Martin’s initial response was to publish Admonition to Peace. In it Martin denied any biblical justification for violence, blamed rulers for driving peasants and allies to rebellion, and exhorted rulers and ruled to find common ground by recommitting themselves to their shared Lord and Savior Jesus Christ.
A month later, as the violence increased, Martin changed his point of view. He wrote a pamphlet which publishers gave the inflammatory title of Against the Murderous and Thieving Hordes of Peasants. In it Martin justified the violence of rulers against ruled to the point of declaring that any ruler who was killed fighting the rebels died a martyr.
Let us grant that painful necessity drove peasants and allies to turn to Mars and use war as a possible means of improving their otherwise desperate situation. Still, they did turn to Mars. Once they did, painful necessity also drove their rulers to turn to Mars in response. The slaughter of ruled, though Christian, by rulers, also Christian, was horrific. Mars, and Satan his master, were so pleased.

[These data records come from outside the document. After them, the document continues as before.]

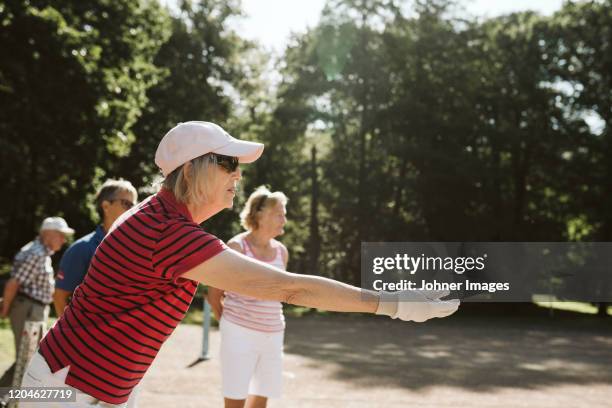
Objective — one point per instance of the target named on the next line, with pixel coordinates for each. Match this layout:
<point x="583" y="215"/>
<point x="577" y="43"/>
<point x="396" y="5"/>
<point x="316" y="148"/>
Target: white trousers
<point x="251" y="362"/>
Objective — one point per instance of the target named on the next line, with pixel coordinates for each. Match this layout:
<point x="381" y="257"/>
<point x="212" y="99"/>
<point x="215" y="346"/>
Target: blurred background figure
<point x="252" y="330"/>
<point x="29" y="291"/>
<point x="113" y="199"/>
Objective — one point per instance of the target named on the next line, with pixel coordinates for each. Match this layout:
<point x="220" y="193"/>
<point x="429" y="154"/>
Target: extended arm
<point x="233" y="271"/>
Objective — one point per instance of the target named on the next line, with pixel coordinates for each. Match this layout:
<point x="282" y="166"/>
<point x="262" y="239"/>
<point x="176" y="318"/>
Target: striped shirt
<point x="261" y="315"/>
<point x="131" y="299"/>
<point x="32" y="269"/>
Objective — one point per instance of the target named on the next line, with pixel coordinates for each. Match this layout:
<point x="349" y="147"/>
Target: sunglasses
<point x="126" y="204"/>
<point x="228" y="163"/>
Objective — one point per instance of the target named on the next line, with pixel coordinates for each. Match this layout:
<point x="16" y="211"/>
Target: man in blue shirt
<point x="113" y="199"/>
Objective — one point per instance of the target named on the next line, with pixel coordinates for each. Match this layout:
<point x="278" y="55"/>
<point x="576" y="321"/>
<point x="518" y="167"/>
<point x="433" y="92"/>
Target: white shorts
<point x="38" y="374"/>
<point x="251" y="362"/>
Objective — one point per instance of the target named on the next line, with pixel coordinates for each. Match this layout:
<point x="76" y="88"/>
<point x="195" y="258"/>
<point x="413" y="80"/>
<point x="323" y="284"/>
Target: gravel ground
<point x="354" y="362"/>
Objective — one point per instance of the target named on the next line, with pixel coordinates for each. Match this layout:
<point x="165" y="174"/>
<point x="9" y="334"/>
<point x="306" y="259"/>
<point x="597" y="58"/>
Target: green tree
<point x="73" y="78"/>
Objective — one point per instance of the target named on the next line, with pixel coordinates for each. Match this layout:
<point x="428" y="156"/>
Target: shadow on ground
<point x="505" y="346"/>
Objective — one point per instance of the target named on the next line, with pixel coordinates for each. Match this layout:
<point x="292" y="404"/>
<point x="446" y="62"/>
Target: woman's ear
<point x="105" y="205"/>
<point x="187" y="167"/>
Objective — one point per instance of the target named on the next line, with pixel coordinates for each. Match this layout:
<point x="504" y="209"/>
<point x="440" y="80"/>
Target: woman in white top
<point x="252" y="330"/>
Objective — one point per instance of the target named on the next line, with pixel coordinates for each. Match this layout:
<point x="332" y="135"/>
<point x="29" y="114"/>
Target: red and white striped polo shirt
<point x="131" y="300"/>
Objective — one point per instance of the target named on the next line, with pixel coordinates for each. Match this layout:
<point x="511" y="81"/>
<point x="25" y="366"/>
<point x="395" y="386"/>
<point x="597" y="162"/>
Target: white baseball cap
<point x="56" y="224"/>
<point x="189" y="140"/>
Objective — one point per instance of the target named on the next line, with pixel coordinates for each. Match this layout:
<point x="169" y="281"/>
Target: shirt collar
<point x="99" y="233"/>
<point x="38" y="241"/>
<point x="168" y="198"/>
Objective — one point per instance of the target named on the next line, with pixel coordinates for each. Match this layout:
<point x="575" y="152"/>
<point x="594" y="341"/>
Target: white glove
<point x="416" y="305"/>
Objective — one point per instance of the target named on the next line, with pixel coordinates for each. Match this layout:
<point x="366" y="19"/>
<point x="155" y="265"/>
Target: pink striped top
<point x="261" y="315"/>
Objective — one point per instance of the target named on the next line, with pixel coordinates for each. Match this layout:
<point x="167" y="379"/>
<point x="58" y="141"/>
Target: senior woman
<point x="252" y="330"/>
<point x="145" y="272"/>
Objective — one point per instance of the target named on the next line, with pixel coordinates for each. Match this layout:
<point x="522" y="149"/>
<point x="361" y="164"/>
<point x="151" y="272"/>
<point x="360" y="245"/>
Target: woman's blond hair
<point x="193" y="189"/>
<point x="259" y="200"/>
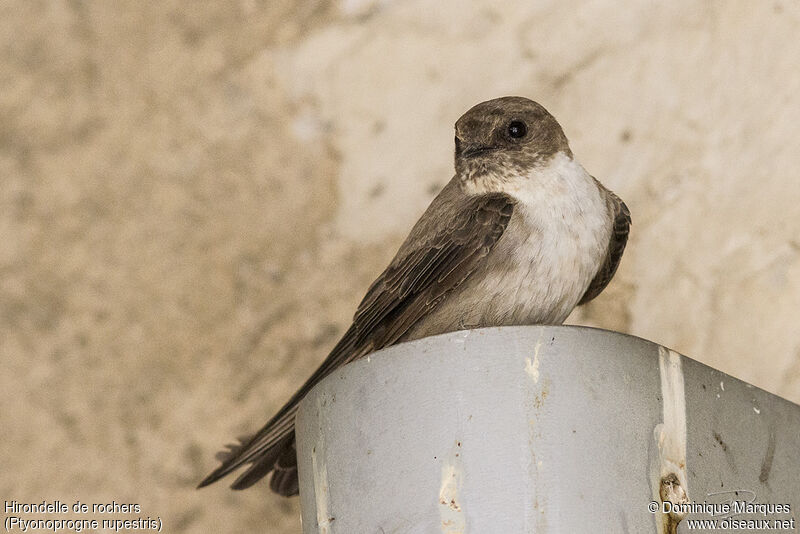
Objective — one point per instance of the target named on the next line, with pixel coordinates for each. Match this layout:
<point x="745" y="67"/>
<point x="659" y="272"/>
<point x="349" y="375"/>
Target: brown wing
<point x="616" y="246"/>
<point x="430" y="263"/>
<point x="417" y="280"/>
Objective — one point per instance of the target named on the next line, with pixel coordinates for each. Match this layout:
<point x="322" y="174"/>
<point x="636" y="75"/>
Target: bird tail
<point x="273" y="448"/>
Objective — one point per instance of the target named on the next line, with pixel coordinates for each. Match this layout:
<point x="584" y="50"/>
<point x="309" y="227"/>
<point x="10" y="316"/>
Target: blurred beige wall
<point x="195" y="195"/>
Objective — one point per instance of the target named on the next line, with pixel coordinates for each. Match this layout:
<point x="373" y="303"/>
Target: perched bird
<point x="520" y="235"/>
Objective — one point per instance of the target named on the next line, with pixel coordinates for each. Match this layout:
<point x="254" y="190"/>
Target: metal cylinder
<point x="537" y="429"/>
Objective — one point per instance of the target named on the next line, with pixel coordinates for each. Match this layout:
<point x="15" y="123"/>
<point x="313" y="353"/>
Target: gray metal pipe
<point x="540" y="429"/>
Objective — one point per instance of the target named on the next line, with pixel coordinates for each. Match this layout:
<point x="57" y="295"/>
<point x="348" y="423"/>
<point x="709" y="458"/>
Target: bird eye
<point x="517" y="129"/>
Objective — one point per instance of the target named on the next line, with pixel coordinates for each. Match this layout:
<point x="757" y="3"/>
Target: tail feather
<point x="273" y="447"/>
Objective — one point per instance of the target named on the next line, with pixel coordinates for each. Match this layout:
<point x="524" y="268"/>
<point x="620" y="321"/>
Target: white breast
<point x="552" y="249"/>
<point x="544" y="262"/>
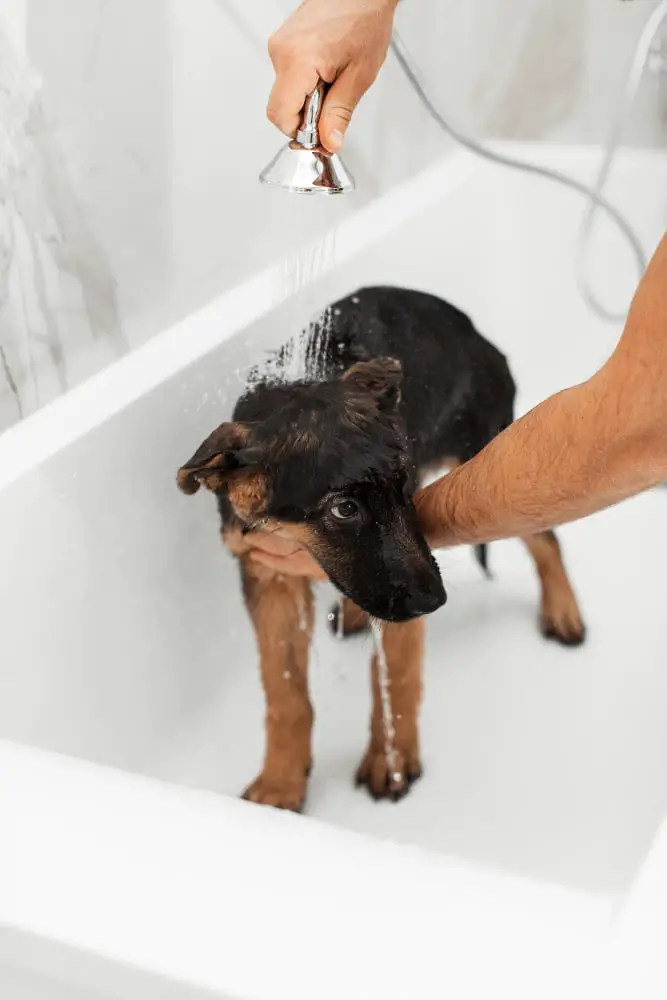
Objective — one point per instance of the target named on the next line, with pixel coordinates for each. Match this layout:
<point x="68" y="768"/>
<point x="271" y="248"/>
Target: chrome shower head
<point x="303" y="165"/>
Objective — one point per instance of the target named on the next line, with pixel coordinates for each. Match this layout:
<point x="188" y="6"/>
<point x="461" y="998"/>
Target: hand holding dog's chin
<point x="284" y="556"/>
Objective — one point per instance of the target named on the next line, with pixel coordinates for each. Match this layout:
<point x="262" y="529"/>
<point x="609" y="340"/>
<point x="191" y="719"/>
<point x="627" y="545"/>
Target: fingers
<point x="299" y="564"/>
<point x="340" y="103"/>
<point x="293" y="84"/>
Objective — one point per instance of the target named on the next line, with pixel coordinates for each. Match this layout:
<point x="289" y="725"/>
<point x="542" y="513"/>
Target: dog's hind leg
<point x="281" y="609"/>
<point x="404" y="649"/>
<point x="560" y="618"/>
<point x="354" y="620"/>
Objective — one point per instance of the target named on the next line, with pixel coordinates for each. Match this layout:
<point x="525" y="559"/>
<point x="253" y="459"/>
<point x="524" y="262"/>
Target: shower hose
<point x="596" y="202"/>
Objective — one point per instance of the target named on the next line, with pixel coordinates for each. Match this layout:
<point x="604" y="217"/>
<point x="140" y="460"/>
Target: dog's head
<point x="327" y="463"/>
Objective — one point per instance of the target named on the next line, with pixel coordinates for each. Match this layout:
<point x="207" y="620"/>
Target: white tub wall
<point x="119" y="641"/>
<point x="174" y="219"/>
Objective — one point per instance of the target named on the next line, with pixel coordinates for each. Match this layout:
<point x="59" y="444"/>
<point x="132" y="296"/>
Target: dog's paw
<point x="268" y="791"/>
<point x="561" y="621"/>
<point x="384" y="781"/>
<point x="346" y="619"/>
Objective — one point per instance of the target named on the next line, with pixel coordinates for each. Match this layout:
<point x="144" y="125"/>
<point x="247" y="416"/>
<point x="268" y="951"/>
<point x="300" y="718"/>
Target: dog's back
<point x="457" y="392"/>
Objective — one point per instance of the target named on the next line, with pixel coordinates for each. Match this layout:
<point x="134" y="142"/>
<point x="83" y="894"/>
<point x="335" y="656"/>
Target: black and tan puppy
<point x="406" y="384"/>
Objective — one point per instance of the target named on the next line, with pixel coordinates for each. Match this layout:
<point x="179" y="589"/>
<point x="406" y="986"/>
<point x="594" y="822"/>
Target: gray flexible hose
<point x="594" y="196"/>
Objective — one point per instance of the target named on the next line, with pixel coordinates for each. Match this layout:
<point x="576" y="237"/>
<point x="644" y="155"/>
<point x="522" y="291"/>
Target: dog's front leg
<point x="282" y="612"/>
<point x="390" y="766"/>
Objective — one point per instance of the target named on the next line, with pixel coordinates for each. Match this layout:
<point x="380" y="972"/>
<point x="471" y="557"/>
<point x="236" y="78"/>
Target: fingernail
<point x="335" y="140"/>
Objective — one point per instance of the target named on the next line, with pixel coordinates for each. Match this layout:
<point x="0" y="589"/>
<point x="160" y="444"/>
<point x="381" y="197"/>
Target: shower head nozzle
<point x="304" y="166"/>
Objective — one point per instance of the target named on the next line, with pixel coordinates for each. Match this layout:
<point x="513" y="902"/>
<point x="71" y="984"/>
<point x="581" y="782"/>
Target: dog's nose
<point x="426" y="600"/>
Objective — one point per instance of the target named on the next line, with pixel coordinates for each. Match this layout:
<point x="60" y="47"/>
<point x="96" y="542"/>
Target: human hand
<point x="344" y="43"/>
<point x="283" y="555"/>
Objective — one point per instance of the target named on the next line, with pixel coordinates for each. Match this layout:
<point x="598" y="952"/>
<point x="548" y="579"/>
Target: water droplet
<point x="385" y="696"/>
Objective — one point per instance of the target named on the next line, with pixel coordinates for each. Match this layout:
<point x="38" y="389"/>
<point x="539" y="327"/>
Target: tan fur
<point x="248" y="493"/>
<point x="559" y="612"/>
<point x="354" y="619"/>
<point x="282" y="612"/>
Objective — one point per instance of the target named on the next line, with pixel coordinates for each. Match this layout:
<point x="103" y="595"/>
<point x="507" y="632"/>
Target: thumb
<point x="339" y="104"/>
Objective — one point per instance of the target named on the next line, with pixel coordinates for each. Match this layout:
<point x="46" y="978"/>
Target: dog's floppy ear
<point x="223" y="452"/>
<point x="381" y="378"/>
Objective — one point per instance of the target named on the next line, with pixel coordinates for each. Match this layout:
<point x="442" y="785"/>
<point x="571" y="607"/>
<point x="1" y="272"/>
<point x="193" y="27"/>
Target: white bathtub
<point x="128" y="867"/>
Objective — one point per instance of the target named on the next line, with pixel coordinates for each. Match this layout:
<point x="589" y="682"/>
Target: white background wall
<point x="155" y="110"/>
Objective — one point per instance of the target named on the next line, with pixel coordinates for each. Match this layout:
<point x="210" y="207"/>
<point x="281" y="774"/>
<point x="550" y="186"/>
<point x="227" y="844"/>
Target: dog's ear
<point x="381" y="378"/>
<point x="223" y="452"/>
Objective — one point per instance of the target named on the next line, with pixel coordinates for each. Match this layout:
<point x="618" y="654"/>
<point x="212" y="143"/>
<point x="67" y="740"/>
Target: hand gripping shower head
<point x="303" y="165"/>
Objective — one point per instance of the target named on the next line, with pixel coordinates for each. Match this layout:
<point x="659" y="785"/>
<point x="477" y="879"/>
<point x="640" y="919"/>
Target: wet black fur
<point x="456" y="394"/>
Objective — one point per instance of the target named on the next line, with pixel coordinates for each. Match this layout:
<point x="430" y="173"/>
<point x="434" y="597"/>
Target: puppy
<point x="405" y="383"/>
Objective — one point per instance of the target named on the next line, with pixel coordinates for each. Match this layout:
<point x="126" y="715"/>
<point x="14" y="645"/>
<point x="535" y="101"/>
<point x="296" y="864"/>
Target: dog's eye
<point x="343" y="510"/>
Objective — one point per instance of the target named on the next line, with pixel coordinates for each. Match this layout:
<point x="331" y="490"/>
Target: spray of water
<point x="384" y="686"/>
<point x="303" y="357"/>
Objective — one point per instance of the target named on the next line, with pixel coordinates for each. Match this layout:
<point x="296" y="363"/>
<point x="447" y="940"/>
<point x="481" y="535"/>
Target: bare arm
<point x="578" y="452"/>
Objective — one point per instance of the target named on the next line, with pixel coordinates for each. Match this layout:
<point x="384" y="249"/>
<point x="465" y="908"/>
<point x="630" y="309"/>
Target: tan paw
<point x="561" y="621"/>
<point x="267" y="790"/>
<point x="385" y="780"/>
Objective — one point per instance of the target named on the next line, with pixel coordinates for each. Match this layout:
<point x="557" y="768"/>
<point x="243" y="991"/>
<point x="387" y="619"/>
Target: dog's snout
<point x="420" y="597"/>
<point x="426" y="599"/>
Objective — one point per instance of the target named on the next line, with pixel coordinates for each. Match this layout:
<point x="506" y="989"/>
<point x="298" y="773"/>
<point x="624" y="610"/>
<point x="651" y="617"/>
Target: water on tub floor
<point x="537" y="759"/>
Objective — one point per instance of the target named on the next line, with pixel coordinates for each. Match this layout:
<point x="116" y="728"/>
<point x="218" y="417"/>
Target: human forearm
<point x="578" y="452"/>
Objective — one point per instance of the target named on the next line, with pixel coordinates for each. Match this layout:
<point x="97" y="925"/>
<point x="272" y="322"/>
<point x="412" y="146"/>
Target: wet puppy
<point x="405" y="383"/>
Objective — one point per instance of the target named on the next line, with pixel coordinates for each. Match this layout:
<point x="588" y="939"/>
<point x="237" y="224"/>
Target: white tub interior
<point x="126" y="640"/>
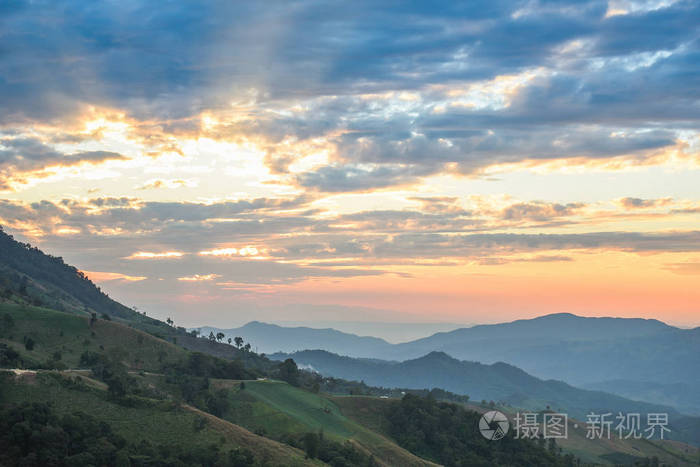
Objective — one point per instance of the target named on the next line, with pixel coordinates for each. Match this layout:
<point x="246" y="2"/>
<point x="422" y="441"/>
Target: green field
<point x="278" y="409"/>
<point x="158" y="422"/>
<point x="70" y="335"/>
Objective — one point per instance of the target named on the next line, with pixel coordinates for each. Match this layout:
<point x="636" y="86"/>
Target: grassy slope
<point x="369" y="412"/>
<point x="72" y="334"/>
<point x="155" y="421"/>
<point x="276" y="407"/>
<point x="280" y="409"/>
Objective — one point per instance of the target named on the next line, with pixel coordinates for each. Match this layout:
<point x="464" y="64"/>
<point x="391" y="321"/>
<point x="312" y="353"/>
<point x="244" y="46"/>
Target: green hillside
<point x="371" y="413"/>
<point x="278" y="410"/>
<point x="93" y="383"/>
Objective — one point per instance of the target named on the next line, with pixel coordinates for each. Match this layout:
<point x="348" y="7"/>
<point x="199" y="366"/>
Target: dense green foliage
<point x="24" y="268"/>
<point x="448" y="434"/>
<point x="34" y="435"/>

Marginal people never forgot Martin’s justification of the violence of the powerful. Martin in turn made normative an acceptance of the status quo outside of the Church. Henceforth he would confine himself to questions of the Church as an organization and of Christians in their behavior as Church members. Lutherans thereafter would have difficulties witnessing meaningfully against harmful policies of even the most destructive states.
Diet of Augsburg (1530)
A Turkish Muslim army attacked Vienna in late 1529. To defend the Holy Roman Empire, Charles 5th (1500-58) needed religious unity in Germania and Noricum. To get it he called for another assembly, this one to meet not in Worms (1521) but in Augsburg, Noricum, about 30 miles (50 km) west of Munich. In preparation for it, Philip Melanchthon (1497-1560), a close colleague of Martin Luther at the University of Wittenberg, wrote the Augsburg Confession. In it he described Lutheran reforms as most consistent with the biblical witness to the early Church. He also described them as necessary reforms of a Latin Church that had wandered far from that witness.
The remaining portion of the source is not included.